In the same spirit, what prevents us from taking $p_1 = N, p_2 = p_3 = \cdots = p_n = 0$? That has revenue $p_1^2 = N^2$ but zero maintenance cost (since no roads are built).

 

[haruspex]

So my guess was correct: I said the description sounded like it allows a binary tree, and your diagram is, indeed, an example of a binary tree.

However, my original remarks remain: there are numerous different binary trees on n nodes, and different trees can have different maintenance costs (even for the same populations at the cities), so how can we be sure of achieving a non-negative net revenue? What prevents us from having $p_i = 0$ for all $i$, so the revenue and costs both equal zero, giving us a non-negative net revenue, as desired? If there is some total population restriction, such as $\sum_i p_i = N$, then, of course, the all-0 solution is eliminated.

In the same spirit, what prevents us from taking $p_1 = N, p_2 = p_3 = \cdots = p_n = 0$? That has revenue $p_1^2 = N^2$ but zero maintenance cost (since no roads are built).

it says, regardless of the populations. The queen cannot require any populations to be zero.

 

[haruspex]

Start by playing around with small networks. Try two cities, then three, then four.
Write out algebraic expressions for the profit, and see how it can be organised into sums of terms that are guaranteed non-negative.
Of the ways of connecting four, is one looking less profitable than the other?

 

[Terrell]

So my guess was correct: I said the description sounded like it allows a binary tree, and your diagram is, indeed, an example of a binary tree.
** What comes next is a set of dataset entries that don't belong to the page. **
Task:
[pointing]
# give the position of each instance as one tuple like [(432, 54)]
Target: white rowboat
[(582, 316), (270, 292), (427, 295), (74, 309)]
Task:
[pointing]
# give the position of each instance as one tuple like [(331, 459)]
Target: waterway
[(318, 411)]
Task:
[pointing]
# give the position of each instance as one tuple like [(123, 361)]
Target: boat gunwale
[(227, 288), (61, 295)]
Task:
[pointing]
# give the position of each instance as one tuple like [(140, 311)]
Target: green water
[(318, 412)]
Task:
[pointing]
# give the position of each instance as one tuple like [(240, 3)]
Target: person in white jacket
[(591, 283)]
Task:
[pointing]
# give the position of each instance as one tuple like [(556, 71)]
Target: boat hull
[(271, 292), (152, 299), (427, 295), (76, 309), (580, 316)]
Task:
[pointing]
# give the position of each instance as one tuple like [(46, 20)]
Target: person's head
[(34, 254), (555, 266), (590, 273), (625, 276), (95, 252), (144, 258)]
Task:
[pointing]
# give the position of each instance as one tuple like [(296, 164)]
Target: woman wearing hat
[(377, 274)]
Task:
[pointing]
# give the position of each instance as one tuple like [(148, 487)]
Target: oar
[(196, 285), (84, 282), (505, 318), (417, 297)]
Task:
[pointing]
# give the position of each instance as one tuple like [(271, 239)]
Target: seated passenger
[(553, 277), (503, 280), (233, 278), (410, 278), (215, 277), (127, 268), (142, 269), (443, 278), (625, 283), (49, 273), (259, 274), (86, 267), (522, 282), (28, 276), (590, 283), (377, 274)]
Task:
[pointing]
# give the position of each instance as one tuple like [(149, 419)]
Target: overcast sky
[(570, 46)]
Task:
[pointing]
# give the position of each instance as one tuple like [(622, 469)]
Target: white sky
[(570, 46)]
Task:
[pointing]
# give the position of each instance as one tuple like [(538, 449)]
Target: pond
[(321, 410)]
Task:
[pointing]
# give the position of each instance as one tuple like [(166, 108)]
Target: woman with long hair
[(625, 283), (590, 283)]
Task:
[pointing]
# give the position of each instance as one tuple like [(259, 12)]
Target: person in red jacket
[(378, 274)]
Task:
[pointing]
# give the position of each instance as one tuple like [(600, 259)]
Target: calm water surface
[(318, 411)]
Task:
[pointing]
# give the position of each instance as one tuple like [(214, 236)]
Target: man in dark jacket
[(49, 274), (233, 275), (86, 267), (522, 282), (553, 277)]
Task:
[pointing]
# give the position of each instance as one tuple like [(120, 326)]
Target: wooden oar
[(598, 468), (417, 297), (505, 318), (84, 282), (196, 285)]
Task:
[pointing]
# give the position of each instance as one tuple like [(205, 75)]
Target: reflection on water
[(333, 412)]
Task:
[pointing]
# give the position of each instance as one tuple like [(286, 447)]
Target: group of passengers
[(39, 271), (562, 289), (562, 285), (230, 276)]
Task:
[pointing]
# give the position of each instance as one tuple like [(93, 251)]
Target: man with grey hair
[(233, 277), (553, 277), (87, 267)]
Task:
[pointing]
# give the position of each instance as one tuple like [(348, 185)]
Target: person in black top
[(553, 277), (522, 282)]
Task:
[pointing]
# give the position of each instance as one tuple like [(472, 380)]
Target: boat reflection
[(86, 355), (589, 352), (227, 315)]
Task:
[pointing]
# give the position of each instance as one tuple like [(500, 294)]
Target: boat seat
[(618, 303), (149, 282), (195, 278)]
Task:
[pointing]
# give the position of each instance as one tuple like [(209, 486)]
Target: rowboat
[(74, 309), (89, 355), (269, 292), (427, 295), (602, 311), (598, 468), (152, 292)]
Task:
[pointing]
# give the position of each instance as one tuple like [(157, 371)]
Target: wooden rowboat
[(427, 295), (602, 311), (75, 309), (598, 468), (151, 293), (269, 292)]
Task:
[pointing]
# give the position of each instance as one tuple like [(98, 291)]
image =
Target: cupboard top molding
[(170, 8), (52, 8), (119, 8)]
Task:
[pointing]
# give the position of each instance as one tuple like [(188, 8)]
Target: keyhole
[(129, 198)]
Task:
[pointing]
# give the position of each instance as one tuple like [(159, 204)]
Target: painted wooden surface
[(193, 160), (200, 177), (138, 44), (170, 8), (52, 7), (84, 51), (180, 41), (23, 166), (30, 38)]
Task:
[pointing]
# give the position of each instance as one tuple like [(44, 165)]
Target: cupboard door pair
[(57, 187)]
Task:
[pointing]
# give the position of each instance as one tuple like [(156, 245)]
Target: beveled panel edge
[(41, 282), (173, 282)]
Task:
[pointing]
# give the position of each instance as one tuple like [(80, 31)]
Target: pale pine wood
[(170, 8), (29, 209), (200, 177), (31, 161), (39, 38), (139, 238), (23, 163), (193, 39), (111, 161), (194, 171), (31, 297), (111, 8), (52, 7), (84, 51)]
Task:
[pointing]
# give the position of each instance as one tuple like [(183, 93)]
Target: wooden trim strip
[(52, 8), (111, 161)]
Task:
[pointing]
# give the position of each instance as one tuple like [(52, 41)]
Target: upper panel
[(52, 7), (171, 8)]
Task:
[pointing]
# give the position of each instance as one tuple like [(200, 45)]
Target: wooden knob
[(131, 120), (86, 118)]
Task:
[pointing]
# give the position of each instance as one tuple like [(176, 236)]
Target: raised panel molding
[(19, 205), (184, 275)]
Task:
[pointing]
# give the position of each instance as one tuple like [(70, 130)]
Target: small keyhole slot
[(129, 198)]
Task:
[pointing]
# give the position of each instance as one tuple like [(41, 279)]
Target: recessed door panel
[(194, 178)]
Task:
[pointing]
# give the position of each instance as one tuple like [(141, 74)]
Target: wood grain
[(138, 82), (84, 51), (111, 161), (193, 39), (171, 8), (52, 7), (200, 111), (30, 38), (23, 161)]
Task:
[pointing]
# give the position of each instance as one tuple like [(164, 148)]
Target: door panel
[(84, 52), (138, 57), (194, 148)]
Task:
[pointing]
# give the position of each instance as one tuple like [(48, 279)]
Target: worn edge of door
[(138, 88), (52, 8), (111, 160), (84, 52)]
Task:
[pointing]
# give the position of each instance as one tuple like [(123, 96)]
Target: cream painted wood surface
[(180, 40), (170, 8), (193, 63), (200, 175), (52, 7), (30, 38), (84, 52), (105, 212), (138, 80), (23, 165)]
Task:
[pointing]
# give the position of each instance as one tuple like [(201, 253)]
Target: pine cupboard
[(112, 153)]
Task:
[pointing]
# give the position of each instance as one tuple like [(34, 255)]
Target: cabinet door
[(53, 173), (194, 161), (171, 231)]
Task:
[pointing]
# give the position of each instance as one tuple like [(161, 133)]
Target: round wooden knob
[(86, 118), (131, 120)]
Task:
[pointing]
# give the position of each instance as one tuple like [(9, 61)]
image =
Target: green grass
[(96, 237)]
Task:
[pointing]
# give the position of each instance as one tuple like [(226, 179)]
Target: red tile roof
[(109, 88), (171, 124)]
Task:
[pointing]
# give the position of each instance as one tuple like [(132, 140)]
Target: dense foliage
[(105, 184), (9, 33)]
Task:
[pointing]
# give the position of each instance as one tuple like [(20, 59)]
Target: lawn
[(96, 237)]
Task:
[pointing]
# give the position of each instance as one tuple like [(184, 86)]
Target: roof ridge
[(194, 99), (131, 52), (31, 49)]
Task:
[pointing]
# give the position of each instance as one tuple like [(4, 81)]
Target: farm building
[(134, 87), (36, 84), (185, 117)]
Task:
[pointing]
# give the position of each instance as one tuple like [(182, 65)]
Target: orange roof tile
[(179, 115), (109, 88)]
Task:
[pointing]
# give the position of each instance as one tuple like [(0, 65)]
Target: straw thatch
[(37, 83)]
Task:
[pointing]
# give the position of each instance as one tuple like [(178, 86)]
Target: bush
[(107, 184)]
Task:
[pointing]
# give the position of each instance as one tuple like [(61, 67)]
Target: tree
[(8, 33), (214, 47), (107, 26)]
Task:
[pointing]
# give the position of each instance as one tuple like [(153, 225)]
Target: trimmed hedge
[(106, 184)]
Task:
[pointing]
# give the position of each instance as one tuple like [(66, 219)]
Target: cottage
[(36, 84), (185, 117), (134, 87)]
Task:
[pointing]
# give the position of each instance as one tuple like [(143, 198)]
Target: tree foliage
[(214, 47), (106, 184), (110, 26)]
However, my original remarks remain: there are numerous different binary trees on n nodes, and different trees can have different maintenance costs (even for the same populations at the cities), so how can we be sure of achieving a non-negative net revenue? What prevents us from having $p_i = 0$ for all $i$, so the revenue and costs both equal zero, giving us a non-negative net revenue, as desired? If there is some total population restriction, such as $\sum_i p_i = N$, then, of course, the all-0 solution is eliminated.

In the same spirit, what prevents us from taking $p_1 = N, p_2 = p_3 = \cdots = p_n = 0$? That has revenue $p_1^2 = N^2$ but zero maintenance cost (since no roads are built).
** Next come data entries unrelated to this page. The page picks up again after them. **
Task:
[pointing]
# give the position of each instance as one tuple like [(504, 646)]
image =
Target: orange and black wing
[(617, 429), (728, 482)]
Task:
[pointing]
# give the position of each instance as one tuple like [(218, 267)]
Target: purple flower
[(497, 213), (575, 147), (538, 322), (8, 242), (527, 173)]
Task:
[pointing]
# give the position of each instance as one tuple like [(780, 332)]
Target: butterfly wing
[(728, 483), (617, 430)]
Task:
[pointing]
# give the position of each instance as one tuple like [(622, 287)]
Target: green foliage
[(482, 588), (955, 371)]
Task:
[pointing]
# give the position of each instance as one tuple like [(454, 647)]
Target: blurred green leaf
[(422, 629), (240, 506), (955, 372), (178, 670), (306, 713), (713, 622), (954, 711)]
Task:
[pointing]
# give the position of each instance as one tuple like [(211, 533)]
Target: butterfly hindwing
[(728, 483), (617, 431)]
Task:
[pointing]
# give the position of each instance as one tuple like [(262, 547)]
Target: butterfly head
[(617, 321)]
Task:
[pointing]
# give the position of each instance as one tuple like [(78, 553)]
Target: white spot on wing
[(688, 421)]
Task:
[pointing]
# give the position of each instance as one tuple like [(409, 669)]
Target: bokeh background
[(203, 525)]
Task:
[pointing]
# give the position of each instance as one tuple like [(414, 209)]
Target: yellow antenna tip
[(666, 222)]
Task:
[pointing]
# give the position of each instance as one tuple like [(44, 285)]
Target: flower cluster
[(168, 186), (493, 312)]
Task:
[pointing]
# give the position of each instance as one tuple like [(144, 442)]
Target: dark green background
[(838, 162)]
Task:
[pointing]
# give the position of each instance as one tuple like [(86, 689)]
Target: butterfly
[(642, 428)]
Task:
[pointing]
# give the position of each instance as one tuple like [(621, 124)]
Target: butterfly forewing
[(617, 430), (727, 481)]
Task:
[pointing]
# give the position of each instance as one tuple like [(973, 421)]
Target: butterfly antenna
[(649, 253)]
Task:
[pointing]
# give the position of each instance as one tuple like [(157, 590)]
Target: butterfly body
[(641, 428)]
after trying out some population values. it seemingly appears that if for every new city/node has a bigger population than the city/node it branched out from then i can safely guess that cities will be economically viable because (p_n)^2 - (p_n)(p_n-1) seems to be always greater than zero. the queen would also need to order that city p_n should shoulder the maintenance cost because p_n-1 might not be able to if we think of the worst case scenario of 3 roads connecting to it.

 

[haruspex]

if for every new city/node has a bigger population than the city/node it branched out from

Sure, but the Queen cannot control the populations. She has to allow for the worst case.